This project is deeply personal to me, inspired by my experience growing up with a younger brother with diagnosed autism spectrum disorder. Throughout my childhood, I saw how a complex diagnosis can create barriers among a family and a need for individualized support. I am passionate about integrating lived experiences into education to authentically highlight the real-world challenges and perspectives of individuals with disabilities and their caregivers. By fostering collaboration, I hope to create a training module that enhances awareness, understanding, and ultimately the healthcare experience for all.

While genetic counseling training provides a strong foundation in the medical aspects of genetic conditions, there is often less emphasis on the lived experiences of individuals with disabilities and their families. This project aims to bridge that gap by centering real voices and stories, helping learners better understand the social, emotional, and day-to-day realities that extend beyond a diagnosis. By doing so, it encourages more holistic, empathetic, and patient-centered care.

Lived experiences offer insights that cannot be fully captured through textbooks or clinical guidelines alone. They provide depth, nuance, and authenticity, helping health care providers understand how conditions impact identity, relationships, and quality of life. Incorporating these perspectives fosters cultural humility and challenges assumptions, ultimately improving communication and trust between providers and patients.
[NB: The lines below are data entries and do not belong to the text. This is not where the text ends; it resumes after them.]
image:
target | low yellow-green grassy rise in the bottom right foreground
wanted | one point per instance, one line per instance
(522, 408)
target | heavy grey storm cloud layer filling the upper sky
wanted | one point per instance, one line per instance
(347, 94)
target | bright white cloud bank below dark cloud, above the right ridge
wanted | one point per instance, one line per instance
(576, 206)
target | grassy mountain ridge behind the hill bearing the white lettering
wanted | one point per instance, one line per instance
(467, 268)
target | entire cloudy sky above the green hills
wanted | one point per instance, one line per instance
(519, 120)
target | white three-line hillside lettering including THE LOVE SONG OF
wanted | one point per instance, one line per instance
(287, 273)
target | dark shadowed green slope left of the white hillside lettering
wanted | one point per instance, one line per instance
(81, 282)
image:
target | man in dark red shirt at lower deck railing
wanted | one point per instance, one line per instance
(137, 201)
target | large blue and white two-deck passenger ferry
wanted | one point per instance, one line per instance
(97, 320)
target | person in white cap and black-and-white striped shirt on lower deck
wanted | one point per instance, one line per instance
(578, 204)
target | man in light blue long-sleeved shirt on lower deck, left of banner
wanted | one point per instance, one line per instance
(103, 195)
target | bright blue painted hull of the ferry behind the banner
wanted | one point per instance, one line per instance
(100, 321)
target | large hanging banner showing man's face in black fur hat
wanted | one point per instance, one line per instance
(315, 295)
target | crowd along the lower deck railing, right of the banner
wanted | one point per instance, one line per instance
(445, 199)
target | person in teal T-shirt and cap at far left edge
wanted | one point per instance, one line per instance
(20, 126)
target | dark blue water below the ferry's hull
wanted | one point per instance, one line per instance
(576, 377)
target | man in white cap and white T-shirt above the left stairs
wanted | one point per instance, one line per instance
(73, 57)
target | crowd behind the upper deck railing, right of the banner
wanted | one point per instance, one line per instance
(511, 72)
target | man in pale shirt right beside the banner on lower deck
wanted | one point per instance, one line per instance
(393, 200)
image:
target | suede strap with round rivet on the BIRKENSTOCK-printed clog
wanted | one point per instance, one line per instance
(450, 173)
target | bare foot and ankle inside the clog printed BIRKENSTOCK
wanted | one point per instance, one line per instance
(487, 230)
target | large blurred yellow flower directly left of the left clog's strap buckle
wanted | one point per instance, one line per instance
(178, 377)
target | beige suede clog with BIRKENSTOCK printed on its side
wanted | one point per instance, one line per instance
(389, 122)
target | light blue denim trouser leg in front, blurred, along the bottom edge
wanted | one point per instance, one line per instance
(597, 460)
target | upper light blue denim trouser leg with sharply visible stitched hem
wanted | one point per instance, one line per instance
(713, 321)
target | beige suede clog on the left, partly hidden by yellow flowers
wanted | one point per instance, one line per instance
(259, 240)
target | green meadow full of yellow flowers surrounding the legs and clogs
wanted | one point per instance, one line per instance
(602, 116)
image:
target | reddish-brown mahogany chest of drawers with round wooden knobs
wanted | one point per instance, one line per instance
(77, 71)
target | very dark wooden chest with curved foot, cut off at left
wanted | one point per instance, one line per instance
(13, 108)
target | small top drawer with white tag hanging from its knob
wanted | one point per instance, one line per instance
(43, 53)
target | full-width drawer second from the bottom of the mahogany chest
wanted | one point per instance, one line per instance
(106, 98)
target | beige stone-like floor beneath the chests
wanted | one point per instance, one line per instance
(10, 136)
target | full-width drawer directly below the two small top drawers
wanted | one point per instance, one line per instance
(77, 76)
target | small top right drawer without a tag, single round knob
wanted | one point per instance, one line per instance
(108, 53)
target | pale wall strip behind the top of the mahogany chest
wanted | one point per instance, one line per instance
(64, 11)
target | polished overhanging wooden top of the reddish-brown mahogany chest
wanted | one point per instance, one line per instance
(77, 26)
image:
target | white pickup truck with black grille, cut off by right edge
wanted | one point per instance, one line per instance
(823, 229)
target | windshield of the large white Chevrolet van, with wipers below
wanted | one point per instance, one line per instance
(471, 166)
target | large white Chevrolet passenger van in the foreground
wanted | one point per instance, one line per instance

This project was developed in close collaboration with a Community Advisory Board made up of individuals with disabilities, caregivers, and genetic counselors. Their feedback guided the structure, language, and content of each module. In addition, participant interviews were thoughtfully integrated throughout the course to ensure that their voices are not just included but centered as a core educational component.

This training is designed for genetic counseling students and practicing genetic counselors who want to deepen their understanding of disability and improve their communication and counseling practices. It is especially valuable for those seeking to provide more inclusive, patient-centered care.

I hope learners leave with a deeper understanding that disability is not solely a medical condition, but a lived experience shaped by social, cultural, and environmental factors. More importantly, I hope they feel more confident engaging in meaningful, respectful conversations with patients, recognizing everyone as a whole person with unique values, goals, and perspectives.